John Henry wouldn’t have believed that love-at-first-sight meeting if he hadn’t seen it with his own eyes. But he was standing right there beside Morgan when it happened as he was making a purchase at the sales counter of the General Store.
“You keep buyin’ that licorice, you’re gonna need my services,” John Henry had remarked.
“Can’t help it, Doc, gotta sweet tooth. Always did, so says my Ma.” Then he looked up and caught a glimpse of a dark-haired beauty behind a shelf of calico. “Gotta sweet tooth for something else, as well!” he said, giving the girl a grin.
It was no surprise when the girl gave him a smile back—Morgan was always catching the eyes of the ladies like that. The surprise came when Morgan stopped looking at any of the other ladies, caught up in that one moment by the charms of Miss Louisa Houston, granddaughter of General Sam Houston of Texas Independence fame.

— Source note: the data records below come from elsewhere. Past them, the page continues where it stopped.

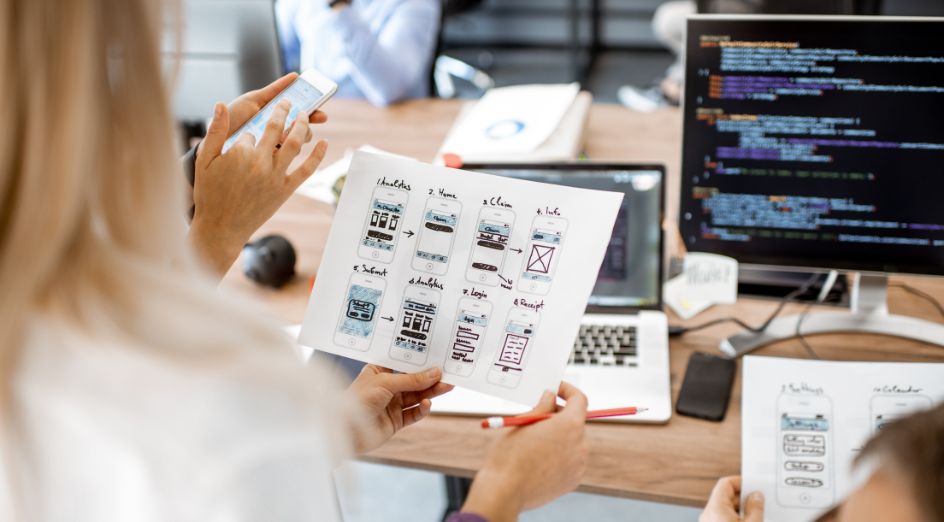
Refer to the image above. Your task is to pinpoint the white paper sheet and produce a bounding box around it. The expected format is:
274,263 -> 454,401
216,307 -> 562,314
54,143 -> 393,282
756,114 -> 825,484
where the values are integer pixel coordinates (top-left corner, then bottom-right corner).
441,83 -> 580,157
662,252 -> 738,319
741,356 -> 944,522
299,152 -> 623,405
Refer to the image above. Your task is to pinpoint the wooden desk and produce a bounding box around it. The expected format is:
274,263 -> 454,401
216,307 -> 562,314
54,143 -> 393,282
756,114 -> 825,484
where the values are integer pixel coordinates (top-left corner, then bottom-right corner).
224,96 -> 944,506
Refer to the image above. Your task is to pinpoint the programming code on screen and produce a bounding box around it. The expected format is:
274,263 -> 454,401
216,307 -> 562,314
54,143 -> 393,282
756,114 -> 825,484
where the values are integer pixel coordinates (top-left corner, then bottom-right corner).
679,19 -> 944,273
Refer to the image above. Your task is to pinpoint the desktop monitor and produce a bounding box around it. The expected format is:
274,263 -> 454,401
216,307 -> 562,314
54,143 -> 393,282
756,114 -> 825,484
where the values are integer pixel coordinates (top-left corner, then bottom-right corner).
679,15 -> 944,352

Louisa was traveling with her father, Sam Houston Jr., the illegitimate son of the General and an Indian woman who’d fallen to the old man’s charming ways. With his famous father’s name and fondness for liquor and his Indian mother’s dark-haired good looks, Sam Houston, Jr. had charmed a few women himself, including Louisa’s mother, a beauty who died soon after her daughter’s birth and left the baby for Sam Jr. to raise. But though Sam didn’t seem cut out for
much besides drinking and carousing, he was a devoted father when it came to his little girl. Louisa Houston, darkly beautiful as her Indian grandmother, had been raised like a real princess, living in the nicest hotels in the frontier west and wearing the finest clothes her father’s dwindling inheritance money could buy.
The Houstons had arrived in town just in time to join in the holiday festivities before heading on to Montana, where Sam Jr. was looking for some northern grazing land for his small herd of Texas cattle. And by the time they were packed again and ready to head on up the trail, the lovely Louisa had convinced Morgan to resign his Deputy Sheriff ’s badge and go along for the ride.
“So that’s how it is, Doc,” Morgan explained, when he dropped by John Henry’s rooms at the Dodge House to say goodbye on his way out of town. “Louisa’s leavin’ with her father, and I can’t let her get away, so I’m going along.”
The day was early yet, not even ten a.m., and John Henry had been asleep still when Morgan banged on the bedroom door, though, thankfully, Kate was already up and gone to breakfast. She always made sure to have some cutting remark ready whenever Morgan came to visit, though she hated Wyatt most.
“I know I said I’d never let no woman tie me down,” Morgan went on, as John Henry, still wearing the knee-length nightshirt he’d slept in, proceeded to shave and dress for the day. “But I’m not ashamed to say it, Doc: I’m in love! And if Lou will have me, I mean to marry her as soon as we get to Montana.”
“You mean if Sam Houston Junior will have you,” John Henry commented. “Sam’s careful of that girl, I’ve noticed. And I hear he’s got a regular arsenal on him. You know he learned to use a knife from Jim Bowie before the Mexicans got him at the Alamo? I’d be wary of becomin’ target practice, if I were you.” Then he wiped the shaving soap from his face, ran a handful of cologne through his sandy hair, and pulled off his nightshirt. Even in the near-hundred degree Kansas summer heat, a man had to dress properly: long flannel drawers under woolen trousers, cotton undershirt beneath crisp shirt bosom and starched collar and cuffs, round-collared vest buttoned under wool suit coat, linsey stockings inside ankle-high leather boots. He’d be sweating today before he even got out of his room.